Reklama

Nie żałuję, że nie mam dzieci

Niektórzy nazywają ją Czarną Mambą i drżą przed jej oceną. Inni cenią jej kunszt i uważają, że jest świetną tancerką i nauczycielką.

Od pierwszej edycji zasiada w jury Tańca z gwiazdami. Zawsze była pani miłośniczką czerni?

Iwona Pavlović: Nie. Na starych zdjęciach jestem ubrana w biel, czerwień i róż. Ale zawsze pojawiał się też kolor czarny. W końcu uznałam, że jednak potrzebuję więcej… czerni w czerni! Teraz jest więc odwrotnie, w mojej garderobie pojawia się najwyżej malutki inny akcent kolorystyczny.

Ale nie oznacza to depresyjnej osobowości?

- Nie!

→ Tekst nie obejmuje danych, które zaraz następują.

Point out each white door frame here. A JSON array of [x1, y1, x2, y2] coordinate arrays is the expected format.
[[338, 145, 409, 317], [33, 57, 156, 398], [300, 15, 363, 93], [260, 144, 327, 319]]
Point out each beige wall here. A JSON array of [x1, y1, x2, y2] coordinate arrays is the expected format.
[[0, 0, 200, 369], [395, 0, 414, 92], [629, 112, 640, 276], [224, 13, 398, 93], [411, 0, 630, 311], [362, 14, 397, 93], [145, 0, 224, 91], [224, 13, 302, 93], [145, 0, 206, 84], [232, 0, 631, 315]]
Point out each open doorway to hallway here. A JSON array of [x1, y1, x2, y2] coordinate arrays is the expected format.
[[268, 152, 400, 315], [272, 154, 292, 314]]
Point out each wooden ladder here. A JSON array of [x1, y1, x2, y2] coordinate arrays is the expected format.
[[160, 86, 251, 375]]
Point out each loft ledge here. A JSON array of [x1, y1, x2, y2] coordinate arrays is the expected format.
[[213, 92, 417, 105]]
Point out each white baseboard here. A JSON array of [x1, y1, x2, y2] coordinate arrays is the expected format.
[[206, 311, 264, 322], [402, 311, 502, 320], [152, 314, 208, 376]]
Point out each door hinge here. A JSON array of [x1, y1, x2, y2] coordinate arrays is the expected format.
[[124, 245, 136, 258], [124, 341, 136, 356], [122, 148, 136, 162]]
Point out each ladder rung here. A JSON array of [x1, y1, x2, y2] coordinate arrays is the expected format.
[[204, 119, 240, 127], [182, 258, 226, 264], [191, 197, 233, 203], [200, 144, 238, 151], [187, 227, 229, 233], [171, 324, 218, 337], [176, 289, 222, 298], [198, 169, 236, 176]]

Wręcz przeciwnie, błysk w oku mam zawsze. Odziedziczyłam go po mamie i po tacie. Moi rodzice do końca, bo tata już nie żyje, tryskali energią. Mama ma 78 lat, jest po operacji biodra, ale wciąż skacze, tańczy.

Reklama

Jest z pani dumna?

- Tak, aczkolwiek zwraca mi często uwagę: bardzo ładnie mówiłaś, ale włoski mogłaś zrobić inaczej, tu podkręcić, tam zawinąć...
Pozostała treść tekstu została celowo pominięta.